He noted that finding viable SMEs, willing to give up control and allowed strategic partnership to grow their businesses, remained a major challenge for the private equity firms.
“We have a situation where our corporate governance is not as strong as a country, especially in the SMEs space as they are mainly owned by family people who are not willing to lose control and allow a third party come in to transform the business.”
Mr. Boamah was speaking at a private equity dialogue in Accra organized by Stanlib Ghana, the investment wing of Stanbic Bank Ghana.
The goal was to educate and build the skills of fund managers and pension fund trustees on the two new sub-asset classes which had been created under the pension scheme to be invested in private equities.

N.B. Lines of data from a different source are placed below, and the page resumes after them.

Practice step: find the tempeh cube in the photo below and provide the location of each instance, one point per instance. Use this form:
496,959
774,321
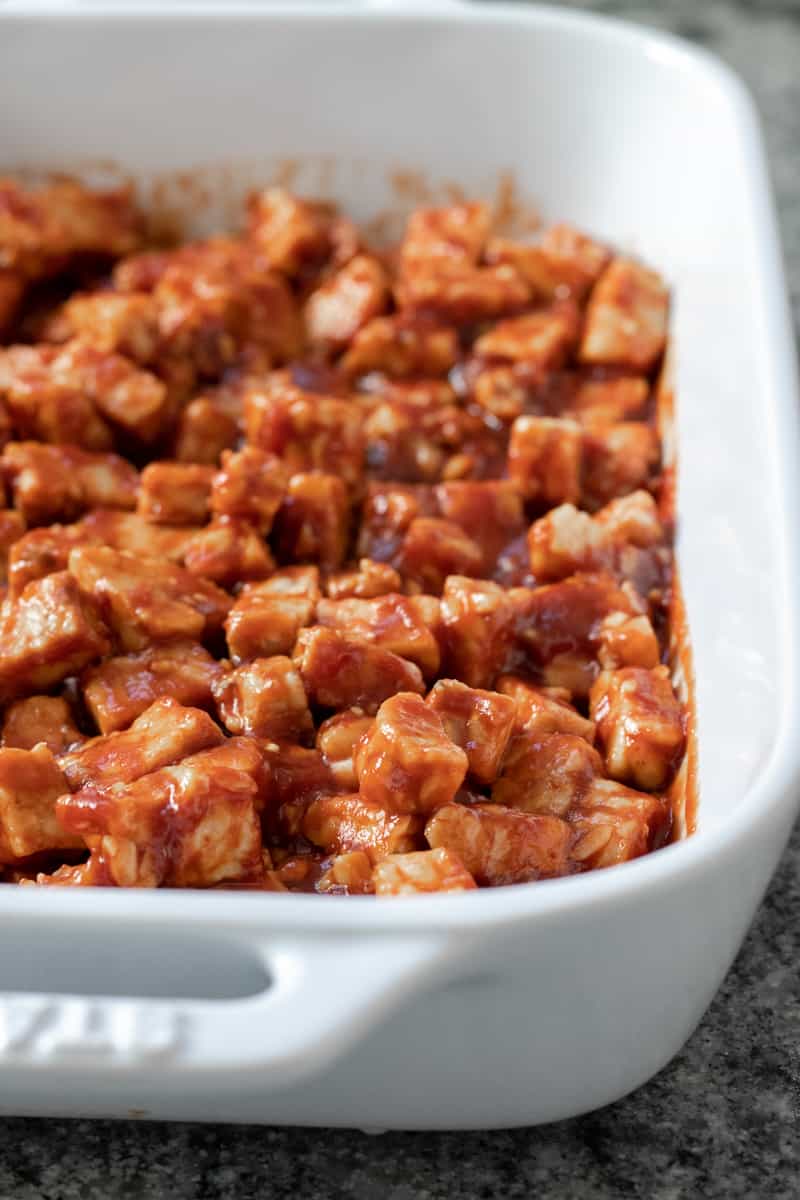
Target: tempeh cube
617,460
545,456
547,774
542,711
266,617
440,235
500,845
421,871
563,541
228,551
58,483
191,825
115,323
290,232
401,346
307,431
36,719
617,825
625,641
250,485
600,402
408,763
392,622
343,823
204,430
50,631
462,293
337,739
119,689
365,582
175,493
563,262
541,339
340,671
639,725
343,304
313,521
264,699
479,721
30,784
477,629
626,318
162,735
348,874
146,600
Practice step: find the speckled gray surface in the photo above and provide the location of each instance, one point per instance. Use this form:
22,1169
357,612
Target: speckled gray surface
721,1121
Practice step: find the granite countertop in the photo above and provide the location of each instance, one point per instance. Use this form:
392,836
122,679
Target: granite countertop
721,1121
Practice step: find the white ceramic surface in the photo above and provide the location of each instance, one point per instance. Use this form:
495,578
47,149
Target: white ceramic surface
525,1003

He said there were huge prospects in the private equity market and that the sector if well developed could help to speed up the development of the country and help pensioners to get better returns on their investment.
He therefore called for huge portions of the pension funds to be invested in private equity firms.
The Chief Investment Officer said one of the objectives of the new ‘Investment Guidelines’ was to ensure that pension funds played a significant role in the development of the Ghanaian economy through private equity investment.
He identified poor governance of SMEs, data deficit and difficulty in locating viable enterprises as barriers that needed to be torn down.
He highlighted the need to provide tax incentives to attract investment into the private equity market, which he said was increasingly becoming an important factor in Ghana’s economic development.
“If we have pension schemes investing in private equity firms, we will have the returns staying in the country to help improve the returns of the pensioner” he added.
Some fund managers called on regulators to create conducive regulatory environment for the industry.